We propose two explanations for this small effect. First, the Borg scale may not be sufficiently sensitive to detect a between-condition difference. The study by Kanezaki et al. [2] found a reduction in physical and mental breathing effort, air hunger, breathing discomfort, anxiety, and fear during inspiratory resistive loaded breathing in patients with COPD following olfactive stimulation by L-menthol using the Multidimensional Dyspnea Profile scale. This reflects the self-reported perception of the patients in our study. Secondly, individuals often modify their level of exertion during self-paced exercise tests, based on their level of dyspnoea. This could also explain why other studies failed to show a benefit of non-pharmacological strategies on exertional dyspnoea using the 6MWT [13, 14]. High-intensity constant work rate endurance tests are more sensitive for the detection of the effectiveness of an intervention [3, 15, 16].
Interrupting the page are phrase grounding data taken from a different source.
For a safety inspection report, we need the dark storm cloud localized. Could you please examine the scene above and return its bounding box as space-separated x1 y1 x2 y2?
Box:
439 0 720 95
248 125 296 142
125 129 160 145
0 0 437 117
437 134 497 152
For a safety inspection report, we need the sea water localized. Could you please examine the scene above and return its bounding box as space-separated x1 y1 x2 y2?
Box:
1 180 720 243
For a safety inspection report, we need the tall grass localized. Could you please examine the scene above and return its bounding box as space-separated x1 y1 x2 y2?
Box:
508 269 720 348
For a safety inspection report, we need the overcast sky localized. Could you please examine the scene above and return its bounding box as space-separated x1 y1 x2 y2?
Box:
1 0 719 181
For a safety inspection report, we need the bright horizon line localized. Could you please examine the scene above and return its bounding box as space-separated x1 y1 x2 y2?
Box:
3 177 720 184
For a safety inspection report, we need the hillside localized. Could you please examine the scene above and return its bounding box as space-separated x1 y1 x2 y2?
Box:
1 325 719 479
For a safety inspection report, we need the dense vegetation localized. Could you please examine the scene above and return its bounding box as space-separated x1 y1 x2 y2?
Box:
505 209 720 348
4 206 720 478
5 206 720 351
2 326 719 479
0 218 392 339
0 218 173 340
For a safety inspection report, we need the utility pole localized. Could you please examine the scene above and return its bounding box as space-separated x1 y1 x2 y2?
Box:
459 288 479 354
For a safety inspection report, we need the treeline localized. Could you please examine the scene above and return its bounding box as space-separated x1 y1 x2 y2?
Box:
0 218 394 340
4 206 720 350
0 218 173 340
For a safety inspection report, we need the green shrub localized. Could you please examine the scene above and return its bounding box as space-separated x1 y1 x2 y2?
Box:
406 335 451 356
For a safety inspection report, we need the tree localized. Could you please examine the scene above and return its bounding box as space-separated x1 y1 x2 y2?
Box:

Although no carry-over effect of menthol was observed on dyspnoea, we do not know the duration of the effect of menthol and its potential impact on the next condition is not known. Future studies could perhaps include a washout period longer than 30 min between the two conditions.

Another explanation for the negative result is that the sensation of breathing comfort faded over the course of the test as the menthol effect dissipated: several participants reported that they mainly felt the benefit during the first few minutes of the test. Studies in athletes reported a stronger effect of repeated menthol use on dyspnoea and on performance [4]. The lack of an effect on ventilatory pattern is in line with the results of Kanezaki et al. [2].

This study addressed a new area of research, looking at alternative and pragmatic approaches to the management of breathlessness. Future studies should take the methodological limitations that we outlined into consideration to optimise future studies in this field.

This multicentre study has several strengths: the assessors were blinded to limit measurement bias and the instructions given to patients were standardised to limit a centre effect. Patients were unaware that the primary outcome was dyspnoea to minimise the influence on this outcome. We asked patients to be as honest as possible about how they felt about menthol, and to report both positive and negative aspects.

Chewing menthol gum prior to exercise is a safe, easy-to-implement, low-cost, non-pharmacological intervention that provides a clinically important reduction in dyspnoea in one third of patients and decreases the perception of discomfort during exercise in two-thirds of patients. Continuous release or repeated administration of menthol may have a greater effect on dyspnoea reduction throughout exercise [4].